思春期・中高生の聴覚障害と心の変化
「補聴器をつけるのが恥ずかしいと言います。」
「最近、学校であまり話さなくなりました。」
思春期は、心も体も大きく成長する時期です。
友達との関係や部活動、進路など、生活の幅が広がる一方で、「周囲からどう見られているか」を強く意識するようになります。
そのため、聴覚障害のある中高生の中には、聞こえにくさそのものだけでなく、周囲との違いを感じることや、人間関係への不安に悩む方も少なくありません。
しかし、周囲の理解と適切な支援があれば、自分らしく学校生活を送りながら、将来に向けて成長していくことができます。
この記事では、思春期・中高生の聴覚障害と心の変化について、言語聴覚士がわかりやすく解説します。
思春期は心が大きく成長する時期
思春期になると、自分自身について考える機会が増えます。
「友達と同じでいたい」「目立ちたくない」と感じることも多く、聞こえにくさや補聴器・人工内耳を気にするようになることがあります。
これは自然な心の変化であり、本人が特別に弱いわけではありません。
学校生活で感じやすい悩み
中学校や高校では、授業だけでなく、友達との会話や部活動、学校行事など、コミュニケーションの機会がさらに増えます。
そのため、
- グループでの会話についていけない
- 教室が騒がしいと聞き取りにくい
- 部活動で指示を聞き逃してしまう
- 聞き返すことをためらってしまう
- 会話に入るタイミングが難しい
といった悩みがみられることがあります。
「周りと違う」と感じることがある
思春期は、友達との違いを敏感に感じやすい時期です。
そのため、補聴器や人工内耳を使うことを恥ずかしいと感じたり、聞こえにくさを隠そうとしたりすることがあります。

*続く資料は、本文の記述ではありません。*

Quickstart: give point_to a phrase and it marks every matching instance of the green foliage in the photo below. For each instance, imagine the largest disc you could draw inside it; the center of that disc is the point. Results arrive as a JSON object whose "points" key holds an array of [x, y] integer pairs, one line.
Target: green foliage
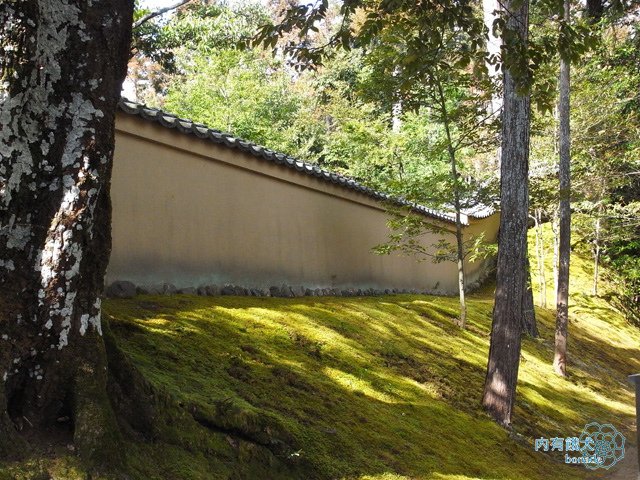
{"points": [[363, 388]]}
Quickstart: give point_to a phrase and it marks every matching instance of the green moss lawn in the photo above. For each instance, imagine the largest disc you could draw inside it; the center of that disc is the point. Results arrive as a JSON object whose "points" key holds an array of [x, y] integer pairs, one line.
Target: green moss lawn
{"points": [[380, 388]]}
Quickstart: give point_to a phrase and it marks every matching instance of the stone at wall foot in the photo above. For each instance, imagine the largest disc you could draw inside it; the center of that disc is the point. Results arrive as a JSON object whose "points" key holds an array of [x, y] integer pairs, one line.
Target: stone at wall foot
{"points": [[121, 289]]}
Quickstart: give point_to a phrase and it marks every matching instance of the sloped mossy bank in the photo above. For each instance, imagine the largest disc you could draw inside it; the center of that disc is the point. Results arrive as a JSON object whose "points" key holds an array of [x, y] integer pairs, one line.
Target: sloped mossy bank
{"points": [[382, 388]]}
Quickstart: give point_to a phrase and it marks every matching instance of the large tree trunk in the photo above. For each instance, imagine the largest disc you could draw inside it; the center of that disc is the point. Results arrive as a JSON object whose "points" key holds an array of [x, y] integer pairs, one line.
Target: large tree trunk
{"points": [[529, 323], [564, 249], [511, 277], [62, 68]]}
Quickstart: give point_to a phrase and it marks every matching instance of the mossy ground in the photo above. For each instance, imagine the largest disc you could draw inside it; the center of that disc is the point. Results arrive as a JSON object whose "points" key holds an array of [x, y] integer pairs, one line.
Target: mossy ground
{"points": [[380, 388]]}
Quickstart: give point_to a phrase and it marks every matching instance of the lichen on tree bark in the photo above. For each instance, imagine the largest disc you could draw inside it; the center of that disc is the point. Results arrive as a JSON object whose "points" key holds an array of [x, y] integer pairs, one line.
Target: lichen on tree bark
{"points": [[61, 69]]}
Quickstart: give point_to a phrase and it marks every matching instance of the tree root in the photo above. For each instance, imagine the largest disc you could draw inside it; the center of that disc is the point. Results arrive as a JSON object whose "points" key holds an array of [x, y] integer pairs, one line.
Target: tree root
{"points": [[259, 443]]}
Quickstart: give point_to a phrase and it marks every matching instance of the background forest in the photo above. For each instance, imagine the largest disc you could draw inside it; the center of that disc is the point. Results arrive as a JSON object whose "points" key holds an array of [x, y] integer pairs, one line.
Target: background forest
{"points": [[367, 112]]}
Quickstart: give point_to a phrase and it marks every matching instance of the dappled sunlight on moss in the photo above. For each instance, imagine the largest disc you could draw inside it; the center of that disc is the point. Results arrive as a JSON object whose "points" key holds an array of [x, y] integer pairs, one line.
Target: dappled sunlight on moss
{"points": [[384, 388]]}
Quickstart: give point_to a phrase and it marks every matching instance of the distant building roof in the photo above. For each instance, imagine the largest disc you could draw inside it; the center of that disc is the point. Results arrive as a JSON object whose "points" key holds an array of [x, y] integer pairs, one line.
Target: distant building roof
{"points": [[189, 127]]}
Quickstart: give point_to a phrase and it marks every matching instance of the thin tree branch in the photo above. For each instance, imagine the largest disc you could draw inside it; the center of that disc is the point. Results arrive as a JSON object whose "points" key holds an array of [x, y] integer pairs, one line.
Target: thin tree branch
{"points": [[157, 13]]}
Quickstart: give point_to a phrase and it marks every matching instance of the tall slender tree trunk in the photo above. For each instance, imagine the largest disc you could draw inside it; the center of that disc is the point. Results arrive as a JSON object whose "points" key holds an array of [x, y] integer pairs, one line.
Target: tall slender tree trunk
{"points": [[529, 323], [564, 250], [62, 70], [462, 321], [511, 277], [596, 249], [490, 12], [542, 281], [555, 229]]}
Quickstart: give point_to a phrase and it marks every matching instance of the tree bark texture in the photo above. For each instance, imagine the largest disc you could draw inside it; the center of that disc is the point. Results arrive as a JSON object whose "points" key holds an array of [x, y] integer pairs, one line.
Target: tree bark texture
{"points": [[511, 276], [540, 255], [564, 248], [462, 321], [490, 12], [597, 249], [529, 323], [61, 71]]}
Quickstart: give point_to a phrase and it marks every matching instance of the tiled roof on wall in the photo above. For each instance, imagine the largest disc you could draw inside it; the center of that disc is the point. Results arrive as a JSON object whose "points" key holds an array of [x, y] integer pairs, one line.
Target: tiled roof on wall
{"points": [[168, 120]]}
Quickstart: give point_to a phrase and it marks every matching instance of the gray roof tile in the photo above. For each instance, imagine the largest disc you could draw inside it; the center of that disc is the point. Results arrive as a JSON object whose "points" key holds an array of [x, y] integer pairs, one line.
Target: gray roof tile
{"points": [[201, 131]]}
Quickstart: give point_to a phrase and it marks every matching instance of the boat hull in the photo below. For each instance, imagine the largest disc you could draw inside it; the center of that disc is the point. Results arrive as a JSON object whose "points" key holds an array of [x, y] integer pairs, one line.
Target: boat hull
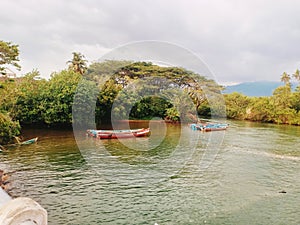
{"points": [[115, 134]]}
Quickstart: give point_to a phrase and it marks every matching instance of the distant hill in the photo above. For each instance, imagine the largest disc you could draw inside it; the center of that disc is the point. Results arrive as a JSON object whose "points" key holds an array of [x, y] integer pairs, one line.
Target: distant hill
{"points": [[257, 88]]}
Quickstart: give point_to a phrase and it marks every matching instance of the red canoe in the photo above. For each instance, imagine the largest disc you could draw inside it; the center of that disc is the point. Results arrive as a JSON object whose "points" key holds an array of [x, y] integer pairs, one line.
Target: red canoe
{"points": [[113, 134]]}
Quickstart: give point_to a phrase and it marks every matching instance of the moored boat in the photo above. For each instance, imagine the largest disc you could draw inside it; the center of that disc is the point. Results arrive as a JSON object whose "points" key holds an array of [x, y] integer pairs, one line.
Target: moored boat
{"points": [[113, 134], [209, 127], [30, 141]]}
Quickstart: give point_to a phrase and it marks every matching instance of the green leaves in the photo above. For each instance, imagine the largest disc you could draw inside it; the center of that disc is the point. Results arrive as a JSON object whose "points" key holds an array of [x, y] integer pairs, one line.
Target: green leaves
{"points": [[8, 129]]}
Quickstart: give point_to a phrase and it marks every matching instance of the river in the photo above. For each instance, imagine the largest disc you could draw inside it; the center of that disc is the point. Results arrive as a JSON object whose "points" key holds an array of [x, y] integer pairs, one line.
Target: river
{"points": [[175, 176]]}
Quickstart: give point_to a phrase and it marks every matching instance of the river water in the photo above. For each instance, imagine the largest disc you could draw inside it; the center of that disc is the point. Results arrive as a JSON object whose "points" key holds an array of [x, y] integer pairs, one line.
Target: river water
{"points": [[175, 176]]}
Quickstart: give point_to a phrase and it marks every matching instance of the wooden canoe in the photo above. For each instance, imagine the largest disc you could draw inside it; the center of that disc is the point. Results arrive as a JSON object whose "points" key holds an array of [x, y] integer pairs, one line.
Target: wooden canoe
{"points": [[114, 134]]}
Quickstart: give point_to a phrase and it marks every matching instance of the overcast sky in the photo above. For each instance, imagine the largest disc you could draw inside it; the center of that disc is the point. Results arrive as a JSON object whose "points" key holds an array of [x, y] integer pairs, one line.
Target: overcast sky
{"points": [[240, 40]]}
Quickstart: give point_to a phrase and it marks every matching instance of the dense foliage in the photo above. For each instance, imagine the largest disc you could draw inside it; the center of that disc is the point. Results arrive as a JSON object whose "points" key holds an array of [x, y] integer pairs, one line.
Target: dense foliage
{"points": [[282, 107], [128, 90]]}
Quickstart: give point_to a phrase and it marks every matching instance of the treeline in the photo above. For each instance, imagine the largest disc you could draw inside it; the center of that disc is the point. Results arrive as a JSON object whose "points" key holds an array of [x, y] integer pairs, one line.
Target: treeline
{"points": [[283, 107], [110, 89]]}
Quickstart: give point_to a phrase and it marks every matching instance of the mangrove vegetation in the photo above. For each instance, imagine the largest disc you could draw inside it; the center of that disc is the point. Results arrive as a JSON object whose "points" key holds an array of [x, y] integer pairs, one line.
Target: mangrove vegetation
{"points": [[128, 90]]}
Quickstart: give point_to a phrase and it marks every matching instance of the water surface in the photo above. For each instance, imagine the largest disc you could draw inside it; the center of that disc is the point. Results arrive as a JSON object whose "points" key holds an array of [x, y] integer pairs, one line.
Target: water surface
{"points": [[158, 179]]}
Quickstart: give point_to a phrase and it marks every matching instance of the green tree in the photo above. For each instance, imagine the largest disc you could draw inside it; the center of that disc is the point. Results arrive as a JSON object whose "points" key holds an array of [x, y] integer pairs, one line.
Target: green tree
{"points": [[236, 105], [27, 107], [57, 97], [285, 78], [78, 64], [8, 129], [296, 75], [9, 55]]}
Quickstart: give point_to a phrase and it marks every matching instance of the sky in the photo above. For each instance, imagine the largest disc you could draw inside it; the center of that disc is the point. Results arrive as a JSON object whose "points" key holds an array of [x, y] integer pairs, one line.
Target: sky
{"points": [[240, 41]]}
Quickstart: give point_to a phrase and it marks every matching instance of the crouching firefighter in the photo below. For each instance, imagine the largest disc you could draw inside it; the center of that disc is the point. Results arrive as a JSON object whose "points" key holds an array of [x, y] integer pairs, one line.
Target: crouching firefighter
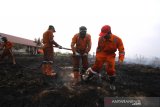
{"points": [[48, 50], [108, 44], [80, 45]]}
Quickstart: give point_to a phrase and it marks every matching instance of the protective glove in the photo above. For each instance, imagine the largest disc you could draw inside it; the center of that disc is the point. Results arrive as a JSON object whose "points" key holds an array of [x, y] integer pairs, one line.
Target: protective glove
{"points": [[85, 54], [60, 47], [77, 54]]}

しかし、無理に聞こえるふりを続けると、授業や友達との会話で疲れやストレスがたまりやすくなります。
自信を失ってしまうことも
聞き間違いや聞き返しが続くと、「自分だけできない」「迷惑をかけている」と感じてしまうことがあります。
その結果、会話を避けたり、学校生活を楽しめなくなったりすることもあります。
こうした気持ちを理解し、安心して話せる環境を作ることが大切です。
家族の関わり方
思春期になると、保護者へ悩みを話さなくなることもあります。
だからといって、無理に聞き出そうとする必要はありません。
日頃から、「困ったことがあればいつでも相談してね」という姿勢を示し、本人の気持ちを尊重することが大切です。
学校の先生と情報を共有する
学校では、担任や学年の先生、必要に応じて養護教諭などと情報を共有しておくと安心です。
例えば、
- 教室での座席
- 授業中の配慮
- グループ活動での工夫
- 学校行事での支援
などについて相談することで、学びやすい環境づくりにつながります。
将来について考え始める時期
中高生になると、進学や就職について考える機会も増えてきます。
「聞こえにくさがあると将来の仕事は限られるのでは」と不安に感じることもあります。
しかし、現在では補聴器や人工内耳、字幕や音声認識アプリなどの支援技術も発達しており、さまざまな分野で活躍している聴覚障害のある方がいます。
早い時期から情報を集め、自分に合った進路を考えることが大切です。
同じ経験を持つ人と出会うことも力になる
聴覚障害のある中高生の中には、「自分だけが悩んでいる」と感じる人もいます。
しかし、患者会や交流会、学校外の活動などで、同じ経験を持つ人と出会うことで、安心感や自信につながることがあります。
同じ立場の人の経験を知ることは、将来を前向きに考えるきっかけにもなります。
言語聴覚士ができる支援
言語聴覚士(ST)は、聞こえの状態だけでなく、学校生活や将来に関する悩みについても相談に応じています。
補聴器や人工内耳の活用方法、コミュニケーションの工夫、学校や家族との連携について助言を行い、安心して生活できるよう支援します。
必要に応じて、耳鼻咽喉科や学校などと連携しながらサポートを進めます。
自分らしく成長していくために
思春期は、誰にとっても悩みや不安が多い時期です。
聴覚障害があることで悩むことがあっても、それは決して一人だけではありません。
聞こえにくさを受け入れることを急ぐ必要はありませんが、困ったときには周囲へ相談し、利用できる支援を取り入れながら、自分らしい学校生活や将来を築いていくことが大切です。
まとめ
思春期・中高生では、聴覚障害だけでなく、人間関係や将来への不安など、心の変化も大きくなります。
聞こえにくさを隠そうと無理をすると、学校生活やコミュニケーションに負担がかかることがあります。
家族や学校、言語聴覚士などが本人の気持ちに寄り添い、安心して相談できる環境を整えることが大切です。
一人ひとりのペースを大切にしながら、自分らしい未来へ向かって歩んでいきましょう。